Executive summary
Aletheia helps users detect manipulated imagery and analyze the likely nature of adversarial changes. It combines ensemble model techniques, heatmap overlays, adjustable sensitivity, and reporting workflows to improve confidence in image evidence.
Challenge
AI-enabled image manipulation has made deepfakes, spliced imagery, and poisoned datasets easier to produce. These threats can compromise intelligence, investigations, public trust, and national-security decision-making.
- Existing forensic tools often focus on narrow manipulation types.
- Manual analysis can be slow and difficult to scale.
- Decision-makers need explainable outputs, not only a binary detection result.
Problem requirements
An effective platform needed to detect multiple manipulation types, scale across large datasets, integrate into analyst workflows, and provide transparent outputs that support confident decisions.
Solution
Aletheia uses an ensemble of convolutional neural networks and a metaclassifier to identify copy-move manipulation, splicing, and inpainting. The interface supports batch uploads, progress visibility, heatmaps, manipulation summaries, and downloadable reports.

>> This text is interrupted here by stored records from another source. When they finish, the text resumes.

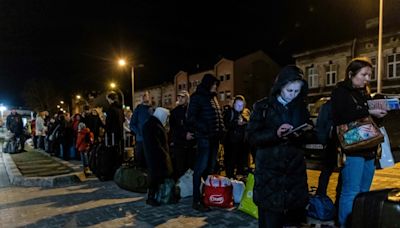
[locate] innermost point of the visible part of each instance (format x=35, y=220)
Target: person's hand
x=189, y=136
x=282, y=129
x=378, y=113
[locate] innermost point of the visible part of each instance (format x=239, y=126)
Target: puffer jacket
x=204, y=116
x=280, y=174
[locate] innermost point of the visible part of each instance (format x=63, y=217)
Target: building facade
x=326, y=66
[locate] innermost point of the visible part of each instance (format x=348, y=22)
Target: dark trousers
x=183, y=158
x=272, y=219
x=139, y=154
x=235, y=156
x=206, y=159
x=35, y=141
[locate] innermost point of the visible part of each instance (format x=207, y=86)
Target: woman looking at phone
x=280, y=191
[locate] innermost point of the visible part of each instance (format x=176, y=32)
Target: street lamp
x=122, y=63
x=114, y=87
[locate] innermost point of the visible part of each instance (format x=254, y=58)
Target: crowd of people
x=168, y=142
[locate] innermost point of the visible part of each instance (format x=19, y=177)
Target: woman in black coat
x=280, y=191
x=156, y=152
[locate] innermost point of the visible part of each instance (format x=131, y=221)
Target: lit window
x=312, y=77
x=331, y=74
x=393, y=66
x=228, y=94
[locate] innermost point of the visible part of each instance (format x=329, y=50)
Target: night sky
x=74, y=45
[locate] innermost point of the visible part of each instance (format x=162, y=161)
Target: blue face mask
x=238, y=105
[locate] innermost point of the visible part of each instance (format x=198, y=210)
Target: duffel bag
x=131, y=179
x=218, y=192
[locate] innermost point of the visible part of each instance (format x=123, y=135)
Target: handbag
x=218, y=192
x=386, y=156
x=360, y=134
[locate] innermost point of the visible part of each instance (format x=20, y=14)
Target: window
x=393, y=66
x=221, y=96
x=312, y=77
x=228, y=94
x=373, y=75
x=331, y=75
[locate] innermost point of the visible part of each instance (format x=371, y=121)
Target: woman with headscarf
x=156, y=152
x=280, y=190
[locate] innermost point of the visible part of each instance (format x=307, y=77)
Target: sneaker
x=152, y=202
x=198, y=206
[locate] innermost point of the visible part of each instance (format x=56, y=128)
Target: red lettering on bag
x=217, y=199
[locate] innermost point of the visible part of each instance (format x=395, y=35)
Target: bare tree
x=40, y=95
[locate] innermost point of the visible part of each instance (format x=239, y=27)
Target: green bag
x=246, y=204
x=131, y=178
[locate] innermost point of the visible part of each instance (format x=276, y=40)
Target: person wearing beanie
x=140, y=115
x=280, y=190
x=205, y=124
x=156, y=152
x=182, y=153
x=236, y=148
x=83, y=142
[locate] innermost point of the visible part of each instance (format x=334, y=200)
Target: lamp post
x=122, y=63
x=114, y=86
x=379, y=83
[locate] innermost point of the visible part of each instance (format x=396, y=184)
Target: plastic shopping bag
x=238, y=189
x=386, y=159
x=185, y=184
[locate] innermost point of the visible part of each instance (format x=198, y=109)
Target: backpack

- Copy-move detection for duplicated and relocated image regions.
- Splicing detection for inserted elements from other images.
- Inpainting detection for removed or fabricated image areas.
- Heatmap overlays and adjustable sensitivity for explainable review.
Implementation
VISIMO trained Aletheia on more than 120,000 images representing varied manipulation methods. The application uses role-based access and dashboard views so users can inspect probabilities, heatmaps, and detailed analysis summaries.
Results
Aletheia improved detection coverage across tested manipulation types, supported batch workflows, and reduced analysis time while broadening the platform's applicability beyond defense use cases.